Oct. 2, 2018 (Phys.org) -- Carnegie's Scott Sheppard and his colleagues -- Northern Arizona University's Chad Trujillo, and the University of Hawaii's David Tholen -- are once again redefining our Solar System's edge. They discovered a new extremely distant object far beyond Pluto with an orbit that supports the presence of an even-farther-out, Super-Earth or larger Planet X.
The newly found object, called 2015 TG387, was announced Tuesday by the International Astronomical Union's Minor Planet Center. A paper with the full details of the discovery has also been submitted to the Astronomical Journal.
2015 TG387 was discovered about 80 astronomical units (AU) from the Sun, a measurement defined as the distance between the Earth and Sun.

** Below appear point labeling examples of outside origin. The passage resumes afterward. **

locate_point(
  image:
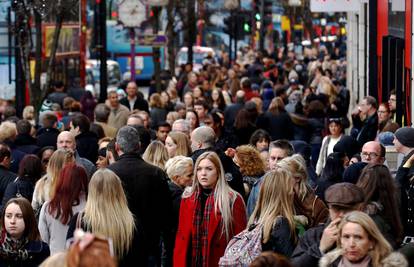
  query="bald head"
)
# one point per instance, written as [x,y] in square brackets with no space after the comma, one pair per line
[202,137]
[66,140]
[373,152]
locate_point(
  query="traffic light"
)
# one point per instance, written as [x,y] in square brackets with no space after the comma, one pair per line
[229,25]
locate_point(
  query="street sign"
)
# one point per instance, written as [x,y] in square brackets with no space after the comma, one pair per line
[152,40]
[335,5]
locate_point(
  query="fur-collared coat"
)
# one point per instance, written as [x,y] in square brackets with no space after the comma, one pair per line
[394,259]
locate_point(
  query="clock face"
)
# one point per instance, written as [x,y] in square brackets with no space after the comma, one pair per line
[131,12]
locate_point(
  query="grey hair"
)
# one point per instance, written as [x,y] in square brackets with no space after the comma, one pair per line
[177,166]
[128,139]
[185,126]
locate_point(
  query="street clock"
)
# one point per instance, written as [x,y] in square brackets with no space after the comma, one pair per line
[131,12]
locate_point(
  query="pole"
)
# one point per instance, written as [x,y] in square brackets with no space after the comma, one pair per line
[103,81]
[262,27]
[132,40]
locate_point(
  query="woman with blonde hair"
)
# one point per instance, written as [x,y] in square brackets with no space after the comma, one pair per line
[211,213]
[180,171]
[360,243]
[177,144]
[45,187]
[305,202]
[107,213]
[252,167]
[275,213]
[156,154]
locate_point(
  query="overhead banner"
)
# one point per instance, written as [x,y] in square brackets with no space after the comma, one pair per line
[335,5]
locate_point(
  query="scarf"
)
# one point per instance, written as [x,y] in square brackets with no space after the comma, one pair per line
[13,250]
[365,262]
[204,207]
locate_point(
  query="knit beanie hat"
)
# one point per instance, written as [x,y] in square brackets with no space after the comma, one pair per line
[405,136]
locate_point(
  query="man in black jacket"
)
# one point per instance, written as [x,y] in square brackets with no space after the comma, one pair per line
[6,176]
[341,198]
[149,200]
[134,99]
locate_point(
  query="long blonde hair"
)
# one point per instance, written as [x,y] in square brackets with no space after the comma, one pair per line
[224,196]
[56,163]
[296,165]
[381,247]
[275,200]
[156,154]
[107,212]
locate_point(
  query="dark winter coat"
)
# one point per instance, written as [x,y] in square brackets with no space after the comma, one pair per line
[6,177]
[149,200]
[87,146]
[26,143]
[281,240]
[307,253]
[278,126]
[47,137]
[394,259]
[38,251]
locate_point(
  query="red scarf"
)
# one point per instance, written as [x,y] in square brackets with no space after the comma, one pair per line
[201,219]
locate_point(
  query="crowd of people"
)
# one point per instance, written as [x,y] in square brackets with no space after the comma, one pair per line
[255,162]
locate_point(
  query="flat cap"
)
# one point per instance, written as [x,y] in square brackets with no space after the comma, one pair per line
[405,136]
[344,195]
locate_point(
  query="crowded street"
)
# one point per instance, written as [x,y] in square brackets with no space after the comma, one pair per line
[203,133]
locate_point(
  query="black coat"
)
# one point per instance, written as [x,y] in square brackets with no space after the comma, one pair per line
[140,103]
[149,200]
[281,240]
[26,143]
[6,177]
[406,190]
[278,126]
[47,137]
[38,251]
[87,146]
[307,253]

For context, Pluto is around 34 AU, so 2015 TG387 is about two and a half times further away from the Sun than Pluto is right now.

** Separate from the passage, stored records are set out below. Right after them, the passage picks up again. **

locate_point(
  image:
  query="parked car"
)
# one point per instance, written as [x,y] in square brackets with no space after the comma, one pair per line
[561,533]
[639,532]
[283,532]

The new object is on a very elongated orbit and never comes closer to the Sun, a point called perihelion, than about 65 AU. Only 2012 VP113 and Sedna at 80 and 76 AU respectively have more-distant perihelia than 2015 TG387. Though 2015 TG387 has the third-most-distant perihelion, its orbital semi-major axis is larger than 2012 VP113 and Sedna's, meaning it travels much farther from the Sun than they do. At its furthest point, it reaches all the way out to about 2,300 AU. 2015 TG387 is one of the few known objects that never comes close enough to the Solar System's giant planets, like Neptune and Jupiter, to have significant gravitational interactions with them.